TV review: Skint
Modern life is rubbish: smack-heads and shoplifters, window cleaners and prostitutes, money lenders and car park casinos. The mean streets of Scunthorpe, featured in Channel 4's Skint, were a modern day Dante's Inferno.
Tracey started the day with a trip to the pawn shop. Her gold rings went for fifty quid and the notes went straight to her dealer. She'd bought a bag of brown yesterday and had to pay him back or get a slap.
On other days, when she avoided the police cells, she worked street corners, earning what she could to feed her £90-a-day habit. And when all else failed, she nicked perfume from the local shopping centre and sold it for half the price.
Well, she has to make a living, doesn't she? Jail was a welcome break – three meals a day, shower, telly and the occasional bag of weed.
Gail had to switch her lights on during the day because her windows were boarded up. The workmen from the housing association came round because the windows had been smashed.
Her daughter had been scrapping, again, so the local heavies came round to teach her a lesson. Bang.
Skint showed the grim reality of 'Cameron's Broken Britain.'
Methadone programmes and kids being taken into care. Gambling in the park and mothers worried that their daughter wouldn't make it to their 18th birthday. They're not rioting in Scunthorpe. They're too stoned to fight, too busy stealing from JD Sports to pay for a bag of brown.
There were seeds of hope in the garden of despair. 'How much does mommy love ya?,' one debt-ridden mother asked her child as she put it to bed. 'A million times more than all the stars in the world.' It was poignant and tender.
Skint made for compelling viewing. It was Britain on the edge: real, visceral and compelling. The mean streets of Scunny might as well have been the estates of Tipton or Telford, of Walsall or Whitchurch.
The tone was perfect. Unsympathetic and devoid of saccharine, it painted as true a portrait of contemporary Britain as you are likely to find. Riven with journalistic integrity, the level of access that the camera crew obtained was extraordinary. It was a programme of great pathos. Hearts were broken, dreams were shattered, lives were ruined and rebuilt.
There were salt-of-the-earth characters, settling down on their sofas with their six kids, wrapping them in love. Elsewhere, there were smack-heads, weed heads and dole dossers; all being exploited by double-bubble money lenders.

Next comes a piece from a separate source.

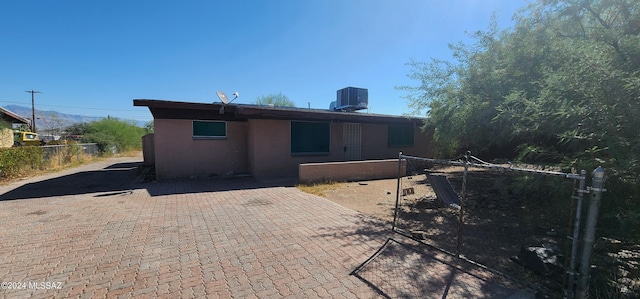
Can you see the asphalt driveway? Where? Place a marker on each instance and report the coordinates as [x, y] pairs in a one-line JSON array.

Skint was a programme that showed what happens when hope is gone. It was non-judgemental and simply reported the facts. It illuminated the reasons why people made tough choices, why lives spiral out of control. It shone a light on the reality of life on a sink estate in 21st century Britain. It was shameless in its pursuit of the truth.
Skint went beyond being merely compelling. It was TV at its best. A fearless and unflinching social commentary, a daring exposition with a brutal narrative.
"They've taken my kids, what have I got left to live for? When they've taken all you've got, there's no point," said one woman, reflecting on a lifestyle of drugs, shoplifting and being on the game.
It was hard not to feel some sympathy for a life gone wrong. The genius of Skint was that it dared to delve a little deeper. It didn't just present the outcomes, it presented the reasons. At times. those were harrowing.